30.3% of the population was under the age of 18, 12.6% from 18 to 24, 20.2% from 25 to 44, 19.9% from 45 to 64, and 17.0% who were 65 years of age or older. The median age was 32.4 years. For every 100 females, there were 97.9 males. For every 100 females ages 18 and older, there were 103.2 males.

The 2016–2020 5-year American Community Survey estimates show that Approximately, 0.0% of the population were below the poverty line.

===2000 census===
As of the census of 2000, there were 277 people, 81 households, and 63 families residing in the CDP. The population density was 99.8 people per square mile (38.6/km^{2}). There were 91 housing units at an average density of 32.8/sq mi (12.7/km^{2}). The racial makeup of the CDP was 99.64% White and 0.36% Asian. Hispanic or Latino people of any race were 1.81% of the population.

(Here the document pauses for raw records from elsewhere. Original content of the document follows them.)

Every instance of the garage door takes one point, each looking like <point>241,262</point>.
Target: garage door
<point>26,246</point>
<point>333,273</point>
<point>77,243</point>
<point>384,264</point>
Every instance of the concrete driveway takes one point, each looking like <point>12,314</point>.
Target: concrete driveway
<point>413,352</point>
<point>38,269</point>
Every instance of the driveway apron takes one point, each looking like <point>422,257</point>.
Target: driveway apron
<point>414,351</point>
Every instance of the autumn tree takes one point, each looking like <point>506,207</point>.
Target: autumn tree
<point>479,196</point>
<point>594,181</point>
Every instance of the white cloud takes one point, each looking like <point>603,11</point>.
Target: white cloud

There were 81 households, out of which 56.8% had children under the age of 18 living with them, 72.8% were married couples living together, 6.2% had a female householder with no husband present, and 21.0% were non-families. 11.1% of all households were made up of individuals, and 7.4% had someone living alone who was 65 years of age or older. The average household size was 3.42 and the average family size was 3.92.

In the CDP, the population was spread out, with 41.5% under the age of 18, 7.6% from 18 to 24, 27.8% from 25 to 44, 15.5% from 45 to 64, and 7.6% who were 65 years of age or older. The median age was 26 years. For every 100 females, there were 92.4 males. For every 100 females age 18 and over, there were 100.0 males.

The median income for a household in the CDP was $35,568, and the median income for a family was $36,477. Males had a median income of $34,750 versus $20,313 for females. The per capita income for the CDP was $8,322. About 14.0% of families and 14.1% of the population were below the poverty line, including 16.4% of those under the age of eighteen and none of those 65 or over.

==Education==
Public education in the community of Fairview is provided by Lincoln County School District #2.